It turns out that almost any application that relies on huge amounts of floating-point operations and simple data access patterns can gain a significant speedup using GPUs. This is sometimes referred to as GPGPU, or General-Purpose computing on Graphics Processing Units.

Historically, NVIDIA CUDA is one of the key enabling technologies for GPGPU. CUDA was among the first APIs to simplify the task of programming numerically intensive routines such as matrix manipulation, Fast Fourier Transforms, and decryption algorithms so they could be accelerated on GPUs. In the time since CUDA was introduced, a number of techniques have arisen to make GPGPU even easier for application programmers, including directive-based methods such as OpenACC and OpenMP offloading.

The following are some of the scientific and engineering fields that have successfully used CUDA and NVIDIA GPUs to accelerate the performance of important applications:

  • Deep Learning
  • Computational Fluid Dynamics
  • Computational Structural Mechanics
  • Seismic Processing
  • Bioinformatics
  • Materials Science
  • Molecular Dynamics
  • Quantum Chemistry
  • Computational Physics

Numerous examples of applications in the above areas can be found in the NVIDIA document GPU-Accelerated Applications.

Of course, GPUs are hosted on CPU-based systems. Given a heterogeneous computer containing both CPUs and GPUs, it may be a good strategy to offload the massively parallel and numerically intensive tasks to one or more GPUs. Since most HPC applications contain both highly parallel and less-parallel parts, adopting a heterogeneous programming model is frequently the best way to utilize the strengths of both GPUs and CPUs. It allows the application to take advantage of the highly parallel GPU hardware to produce higher overall computational throughput.

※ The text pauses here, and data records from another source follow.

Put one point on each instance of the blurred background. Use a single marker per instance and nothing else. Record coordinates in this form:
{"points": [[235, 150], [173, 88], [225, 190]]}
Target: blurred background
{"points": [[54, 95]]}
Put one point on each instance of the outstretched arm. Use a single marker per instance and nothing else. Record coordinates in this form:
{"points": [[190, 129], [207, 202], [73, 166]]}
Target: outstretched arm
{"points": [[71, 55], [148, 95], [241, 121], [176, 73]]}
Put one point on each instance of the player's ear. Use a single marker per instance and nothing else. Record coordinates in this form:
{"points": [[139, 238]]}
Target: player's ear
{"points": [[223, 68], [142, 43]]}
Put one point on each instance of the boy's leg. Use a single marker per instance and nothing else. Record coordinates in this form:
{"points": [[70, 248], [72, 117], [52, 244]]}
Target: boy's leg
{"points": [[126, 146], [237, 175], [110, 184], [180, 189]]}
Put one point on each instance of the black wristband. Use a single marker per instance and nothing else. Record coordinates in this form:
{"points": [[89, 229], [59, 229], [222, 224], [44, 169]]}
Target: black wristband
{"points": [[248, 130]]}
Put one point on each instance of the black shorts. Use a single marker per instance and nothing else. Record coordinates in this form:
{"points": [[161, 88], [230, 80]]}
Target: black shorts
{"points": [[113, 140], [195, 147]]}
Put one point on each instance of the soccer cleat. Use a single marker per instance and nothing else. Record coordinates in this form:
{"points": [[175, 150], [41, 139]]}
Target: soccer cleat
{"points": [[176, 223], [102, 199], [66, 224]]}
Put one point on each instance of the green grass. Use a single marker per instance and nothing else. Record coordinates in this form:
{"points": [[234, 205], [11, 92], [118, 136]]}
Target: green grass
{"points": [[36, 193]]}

In heterogeneous systems, the GPUs can be supplied through standard graphics cards, such as the NVIDIA Quadro, or through high-end accelerator cards, such as the NVIDIA Tesla. The Tesla comes with extra processing power, double-precision capability, special memory, and other features to make it even more favorable for HPC. But NVIDIA devices of both kinds are capable of accelerating a variety of computational tasks, e.g., half-precision arithmetic for machine learning.

Either way, GPUs may outperform CPU-based processors by quite a lot, assuming the application is able to make full use of the hardware's inherent parallelism. As we will see, in TACC's Frontera system, the raw speed of single-precision computations in one of its CPU-based Intel "Cascade Lake" processors—specifically, an Intel Xeon Platinum 8280—is 4.3 Tflop/s; whereas just one of its GPUs, a Quadro RTX 5000, can potentially reach 11.2 Tflop/s, and a single one of the Tesla V100s in the companion Longhorn system (now decommissioned) might go as high as 15.7 Tflop/s.